An additional limitation of the FPI is that it examines static foot posture by observation of the foot but does not indicate joint ranges of motion. Thus alone it is incapable of differentiating between rigid and flexible flat feet. Subsequently, raters would still need to conduct a range-of-motion assessment (using unreliable techniques) to classify foot type more comprehensively.

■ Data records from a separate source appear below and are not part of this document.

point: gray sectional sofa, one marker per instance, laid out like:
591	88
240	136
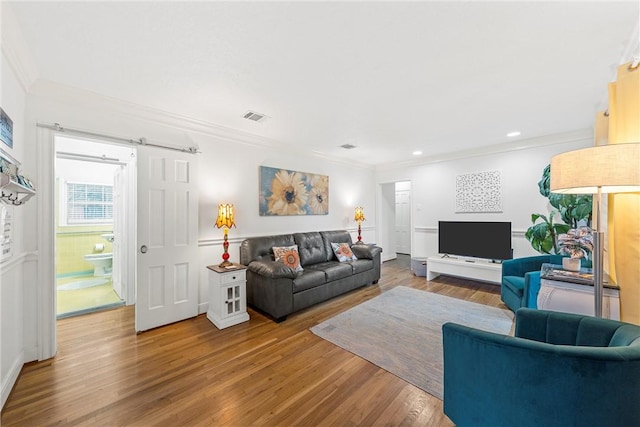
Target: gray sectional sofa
279	290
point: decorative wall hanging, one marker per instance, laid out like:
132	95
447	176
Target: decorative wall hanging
285	192
6	232
479	192
6	129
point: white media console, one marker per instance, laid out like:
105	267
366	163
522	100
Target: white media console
480	270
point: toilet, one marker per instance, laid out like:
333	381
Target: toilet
102	263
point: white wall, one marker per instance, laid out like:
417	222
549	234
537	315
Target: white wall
228	168
433	189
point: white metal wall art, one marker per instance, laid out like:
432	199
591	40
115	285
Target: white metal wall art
479	192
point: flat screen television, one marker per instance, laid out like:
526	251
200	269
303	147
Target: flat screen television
490	240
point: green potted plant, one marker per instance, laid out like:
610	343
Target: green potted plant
578	244
573	209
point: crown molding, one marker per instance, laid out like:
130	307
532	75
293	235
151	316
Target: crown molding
15	49
524	144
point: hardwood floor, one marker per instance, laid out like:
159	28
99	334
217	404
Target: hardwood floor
255	373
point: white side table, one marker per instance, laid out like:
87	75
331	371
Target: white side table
227	295
577	298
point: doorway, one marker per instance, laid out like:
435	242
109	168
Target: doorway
394	208
92	187
403	217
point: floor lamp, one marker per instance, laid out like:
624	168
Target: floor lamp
613	168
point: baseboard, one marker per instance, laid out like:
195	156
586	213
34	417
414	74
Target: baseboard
12	377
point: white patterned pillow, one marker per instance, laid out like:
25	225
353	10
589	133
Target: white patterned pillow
343	252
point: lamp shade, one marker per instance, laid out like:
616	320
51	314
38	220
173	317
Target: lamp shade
225	216
613	168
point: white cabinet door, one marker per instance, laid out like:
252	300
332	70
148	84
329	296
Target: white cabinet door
167	280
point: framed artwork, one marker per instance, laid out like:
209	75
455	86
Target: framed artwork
6	129
479	192
6	227
284	192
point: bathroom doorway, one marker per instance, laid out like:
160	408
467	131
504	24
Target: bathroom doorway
92	183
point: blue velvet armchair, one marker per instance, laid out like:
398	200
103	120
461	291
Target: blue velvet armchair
521	280
559	369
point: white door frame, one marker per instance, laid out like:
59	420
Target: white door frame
386	215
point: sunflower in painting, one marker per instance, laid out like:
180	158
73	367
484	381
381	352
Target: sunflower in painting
319	194
288	194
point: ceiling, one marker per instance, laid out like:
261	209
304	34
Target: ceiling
388	77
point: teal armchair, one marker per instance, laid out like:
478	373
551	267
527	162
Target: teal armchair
559	369
521	280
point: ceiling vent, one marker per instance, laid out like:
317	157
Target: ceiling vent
256	117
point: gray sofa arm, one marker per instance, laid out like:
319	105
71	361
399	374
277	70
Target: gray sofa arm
366	251
272	269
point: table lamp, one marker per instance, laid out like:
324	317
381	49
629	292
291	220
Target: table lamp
225	221
613	168
359	217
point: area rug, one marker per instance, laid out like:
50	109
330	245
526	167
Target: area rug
400	331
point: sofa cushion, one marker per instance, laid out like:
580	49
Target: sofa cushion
288	255
333	270
361	265
343	252
261	248
311	248
308	279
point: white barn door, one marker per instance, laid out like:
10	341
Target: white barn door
167	280
403	222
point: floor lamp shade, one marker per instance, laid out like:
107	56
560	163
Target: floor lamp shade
613	168
225	220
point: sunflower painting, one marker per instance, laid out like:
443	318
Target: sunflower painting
285	192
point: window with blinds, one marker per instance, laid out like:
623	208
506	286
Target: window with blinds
89	203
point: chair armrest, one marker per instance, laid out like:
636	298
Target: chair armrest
366	251
272	269
531	289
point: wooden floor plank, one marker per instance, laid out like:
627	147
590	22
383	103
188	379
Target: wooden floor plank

This study was limited to asymptomatic subjects and therefore does not cover the complete clinical spectrum of foot types and conditions. In clinical practice it would be expected that a larger proportion of patients would present with foot type extremes. Such an increase in the range of foot types (increasing the range of observed values) may enhance the reliability of the measures.
Conclusion
The FPI showed moderate reliability across the three age groups studied. The FPI total score demonstrated better reliability than most other measures. Intrinsically, the FPI, as a summative scale, is potentially ambiguous, which could limit its usefulness as a clinical or research tool. Further analysis of FPI criterion reliability is required.
As a single clinical measure, normalized navicular height was the most reliable, exhibiting good reliability in the adult population. However, reliability was only moderate in young children, and its use in this population must be questioned.
Finally, although the reliability of the FPI and traditional measures (excluding normalized navicular height in the adult group) was in most cases barely acceptable for rigorous protocol, one should not abstain from measuring a phenomenon because of less-than-desirable reliability. If no suitable and reliable alternative method is available, one must use what is available, interpreting results with due caution.